- Born: Domitilla Hormizinda Miranda de Carvalho 10 April 1871 Travanca, Portugal
- Died: 11 November 1966 (aged 95) Lisbon, Portugal
- Occupations: Teacher, doctor and politician
- Known for: First woman to study at University of Coimbra and one of first three female members of the Portuguese National Assembly

= Domitila de Carvalho =

Portuguese feminist figure (1871–1966)

Domitila (Domitilla in the old Portuguese spelling) de Carvalho (1871–1966) was a Portuguese medical doctor, teacher, writer and politician. She was the first woman to attend the University of Coimbra in Portugal, from where she graduated in Mathematics, Philosophy and Medicine. A supporter of the Estado Novo government, she was also one of the first three female deputies (members of parliament) elected in Portugal. She was a monarchist and a friend of Queen D. Amélia, with whom she shared correspondence.

==Early life==
Domitilla Hormizinda Miranda de Carvalho was born on 10 April 1871 in Travanca in the Aveiro District of Portugal. She was the daughter of a primary school teacher. Her father died when she was just one year old, leaving her mother with three young children. She went to school in Castelo Branco, Bragança and Leiria, completing high school in 1891. On the basis of excellent exam results she then became the first woman to be admitted to the University of Coimbra since 1772, enrolling in October 1891. As a condition for admission, she was obliged to always wear black, with a discreet hat, so that she was not noticeable amongst the male students who were required to dress in capes and buttoned cassocks.
==Academic achievements and early career==
De Carvalho graduated with distinction in Mathematics and Philosophy in 1894 and 1895 and until 1896 was the only female graduate of the university. Her achievement attracted considerable publicity and she was seen as a role model for young women. After graduation she enrolled in the Medicine course and obtained her doctorate in 1904. She was then asked by Queen Amélia of Orléans, Queen Consort of the Portuguese king, who had sponsored her while she was at university, to work at the newly established National Tuberculosis Institute in the Portuguese capital Lisbon. She also worked at a Maternity Clinic and, for a short period, went into private practice. However, she soon took the opportunity to become both the dean and a teacher at the D. Maria Pia High School in Lisbon. This was founded in 1906 as the first secondary school for girls in Portugal and she was the dean from its foundation until 1912. The school changed its name to the Almeida Garrett High School in 1917, and later to the Maria Amália Vaz de Carvalho High School. De Carvalho taught several subjects and was the first Portuguese woman to become a mathematics teacher and continued to teach at the school until her retirement.

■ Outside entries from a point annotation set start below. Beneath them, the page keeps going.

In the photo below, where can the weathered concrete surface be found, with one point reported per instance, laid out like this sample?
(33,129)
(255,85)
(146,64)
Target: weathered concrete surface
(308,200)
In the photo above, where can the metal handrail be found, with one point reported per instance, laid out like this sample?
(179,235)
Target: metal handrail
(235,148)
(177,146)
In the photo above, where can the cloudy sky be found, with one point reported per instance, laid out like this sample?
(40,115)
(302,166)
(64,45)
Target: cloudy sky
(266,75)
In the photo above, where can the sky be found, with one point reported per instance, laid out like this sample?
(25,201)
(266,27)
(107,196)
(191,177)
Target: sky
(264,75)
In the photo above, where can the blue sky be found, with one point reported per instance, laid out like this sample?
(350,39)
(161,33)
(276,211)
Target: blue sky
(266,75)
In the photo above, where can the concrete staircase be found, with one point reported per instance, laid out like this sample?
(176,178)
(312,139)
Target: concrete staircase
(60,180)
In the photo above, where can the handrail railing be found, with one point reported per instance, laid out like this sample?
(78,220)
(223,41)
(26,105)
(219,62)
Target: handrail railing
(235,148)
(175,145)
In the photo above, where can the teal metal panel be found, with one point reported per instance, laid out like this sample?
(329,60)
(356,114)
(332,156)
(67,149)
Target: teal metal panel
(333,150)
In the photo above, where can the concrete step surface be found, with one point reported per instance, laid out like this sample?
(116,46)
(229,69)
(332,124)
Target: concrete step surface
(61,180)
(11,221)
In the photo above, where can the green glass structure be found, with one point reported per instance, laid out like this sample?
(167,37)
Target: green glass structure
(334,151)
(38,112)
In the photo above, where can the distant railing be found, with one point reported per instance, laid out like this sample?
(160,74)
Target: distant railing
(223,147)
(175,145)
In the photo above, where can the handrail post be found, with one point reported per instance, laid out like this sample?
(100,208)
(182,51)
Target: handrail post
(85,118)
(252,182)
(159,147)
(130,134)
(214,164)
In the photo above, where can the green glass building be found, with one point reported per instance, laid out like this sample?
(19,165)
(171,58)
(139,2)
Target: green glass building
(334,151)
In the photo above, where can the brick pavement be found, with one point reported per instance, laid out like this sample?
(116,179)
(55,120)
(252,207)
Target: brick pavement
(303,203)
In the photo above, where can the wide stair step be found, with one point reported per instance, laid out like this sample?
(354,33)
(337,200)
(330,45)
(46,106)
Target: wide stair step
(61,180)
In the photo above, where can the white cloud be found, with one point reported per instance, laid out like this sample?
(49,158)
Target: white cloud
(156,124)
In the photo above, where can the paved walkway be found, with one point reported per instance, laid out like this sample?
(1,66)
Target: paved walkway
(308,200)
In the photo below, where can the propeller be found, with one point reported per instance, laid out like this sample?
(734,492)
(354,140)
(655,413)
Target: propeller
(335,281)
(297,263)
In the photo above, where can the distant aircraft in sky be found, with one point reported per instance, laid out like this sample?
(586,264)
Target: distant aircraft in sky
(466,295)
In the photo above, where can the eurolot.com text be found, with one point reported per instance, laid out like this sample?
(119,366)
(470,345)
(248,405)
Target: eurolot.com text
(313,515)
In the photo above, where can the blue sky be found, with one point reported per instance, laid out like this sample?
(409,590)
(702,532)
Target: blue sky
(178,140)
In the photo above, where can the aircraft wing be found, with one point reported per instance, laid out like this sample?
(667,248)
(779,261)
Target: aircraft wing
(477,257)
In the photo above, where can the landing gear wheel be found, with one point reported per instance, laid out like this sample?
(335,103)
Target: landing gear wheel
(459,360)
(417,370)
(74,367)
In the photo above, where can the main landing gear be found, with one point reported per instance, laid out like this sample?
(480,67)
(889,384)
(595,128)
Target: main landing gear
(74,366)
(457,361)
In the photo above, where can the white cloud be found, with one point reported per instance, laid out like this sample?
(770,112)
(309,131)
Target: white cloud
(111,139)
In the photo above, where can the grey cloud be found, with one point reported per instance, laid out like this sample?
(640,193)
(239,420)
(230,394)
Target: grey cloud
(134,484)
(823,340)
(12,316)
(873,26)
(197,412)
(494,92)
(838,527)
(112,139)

Despite her conservative Catholic views, De Carvalho decided to sign a 1909 petition in support of divorce. Parallel to her activities as a teacher and doctor, De Carvalho involved herself in writing, starting by publishing sonnets and writing for Serões, an illustrated monthly magazine published between 1901 and 1911. She also organised conferences on literary and educational matters. She was elected as a correspondent member of the Lisbon Academy of Sciences and also became a member of the Superior Council for Public Instruction (Conselho Superior de Instrução Pública), which, prior to the establishment of the Ministry of Education in 1936, was responsible for directing and regulating public education. She was also a prominent member of several organizations linked to the Catholic Church. As a supporter of the Estado Novo government, she was appointed as a member of the board of Obra das Mães pela Educação Nacional (Mothers’ Work for National Education), an Estado Novo organization. Although her ideological position was conservative, she became associated with feminist anti-war initiatives.
==Role in the National Assembly==
In 1934 she was one of three women, together with Maria Guardiola and Maria Cândida Parreira, invited by the National Union, the sole legal party of the time, to be on the list of candidates for the newly created National Assembly. None of the three had children but they all had a higher academic degree and devoted themselves to their careers, in contradiction to what the regime expected from women. Conservative in her approach, she adhered from the beginning to the political and ideological principles of the Estado Novo. At the National Assembly, she spoke about infant mortality, which led to the introduction of compulsory courses in general hygiene and childcare in secondary schools. Emphasising the importance of education to the empowerment of women, she also participated in discussions on educational reform. She was against secular education and spoke in favour of the compulsory display of the crucifix in primary schools. As a monarchist, she was the interlocutor between the Portuguese leader António de Oliveira Salazar and the former Queen, D. Amélia of Orléans, with whom she continued to maintain correspondence.

Domitilla de Carvalho died in Lisbon on 11 November 1966. Her correspondence and other documents are held at the Portuguese national archives.